VUKA? Schonmal gehört? Zugegeben ein Begriff, der einem nicht täglich begegnet, wobei die Situationen, die durch diese vier Buchstaben beschrieben werden, unser aller Alltag prägen. Was bedeutet also VUKA? VUKA ist ein Akronym und steht für Volatilität, Unsicherheit, Komplexität und Ambiguität. Seinen Ursprung hat der Begriff in der englischen Schreibweise VUCA (wegen Complexity) im amerikanischen Militär und beschreibt dort seit den 1990er-Jahren die veränderte Situation, mit denen sich das Militär vor allem nach Ende des Kalten Krieges konfrontiert sah. Feindbilder und erst recht die Art und Weise der Kriegsführung hatten sich bereits dramatisch verändert. Auseinandersetzungen mit klar definierten Parteien und Frontlinien waren Ausnahmen. Die Regel waren häufiger asymmetrische Konflikte, in denen sich die beteiligten Parteien hinsichtlich Ausstattung und Strategie deutlich unterschieden. Die Zermürbungstaktik der kleinen Nadelstiche auch in Form des Terrorismus bestimmte zunehmend den militärischen Alltag.
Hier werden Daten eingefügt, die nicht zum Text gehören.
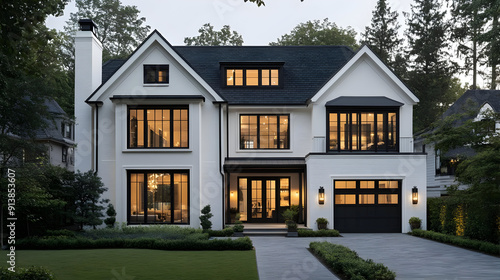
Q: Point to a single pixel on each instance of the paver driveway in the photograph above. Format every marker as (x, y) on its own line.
(410, 257)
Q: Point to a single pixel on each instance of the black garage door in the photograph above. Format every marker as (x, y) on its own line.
(367, 205)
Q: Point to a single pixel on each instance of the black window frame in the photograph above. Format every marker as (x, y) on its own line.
(358, 111)
(241, 145)
(156, 68)
(252, 66)
(146, 134)
(171, 172)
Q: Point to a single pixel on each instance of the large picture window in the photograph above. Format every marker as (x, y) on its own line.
(158, 197)
(375, 131)
(158, 127)
(264, 132)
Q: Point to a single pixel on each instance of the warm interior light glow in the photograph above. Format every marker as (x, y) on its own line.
(321, 195)
(414, 195)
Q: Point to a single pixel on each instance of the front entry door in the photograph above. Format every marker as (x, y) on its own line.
(262, 196)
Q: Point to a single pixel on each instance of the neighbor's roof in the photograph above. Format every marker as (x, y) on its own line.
(478, 98)
(305, 70)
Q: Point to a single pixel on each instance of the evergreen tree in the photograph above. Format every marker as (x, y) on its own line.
(382, 34)
(210, 37)
(466, 30)
(431, 71)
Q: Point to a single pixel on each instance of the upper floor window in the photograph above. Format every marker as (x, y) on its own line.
(67, 130)
(156, 74)
(252, 77)
(158, 127)
(375, 131)
(264, 132)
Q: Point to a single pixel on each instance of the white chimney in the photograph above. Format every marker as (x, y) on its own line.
(88, 77)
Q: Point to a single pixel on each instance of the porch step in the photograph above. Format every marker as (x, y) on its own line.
(265, 231)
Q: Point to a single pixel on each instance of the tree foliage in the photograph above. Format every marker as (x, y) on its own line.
(120, 29)
(430, 70)
(382, 34)
(87, 189)
(318, 33)
(210, 37)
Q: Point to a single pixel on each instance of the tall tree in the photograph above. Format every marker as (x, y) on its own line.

VUKA hat die Welt der Militärtheorie verlassen und wird heute auch verwendet, um die Herausforderungen in einer zunehmend unübersichtlichen (unternehmerischen) Welt zu beschreiben. Doch was verbirgt sich hinter dem Akronym und was hat VUKA auch mit Deiner Welt zu tun?
Volatilität / Volatility
Volatilität lässt sich auch mit schwankend, flüchtig oder schlicht instabil beschreiben. Gemeint ist hiermit in aller Regel die Schwankungsbreite eines Ereignisses, d.h. wie heftig das Umfeld auf ein Ereignis reagiert. Gerne wird der Aktienmarkt zur Verdeutlichung herangezogen, in dem z.B. das Nichterfüllen oder Übertreffen der Analystenerwartung zu erheblichen Ausschlägen des Kurses führen kann.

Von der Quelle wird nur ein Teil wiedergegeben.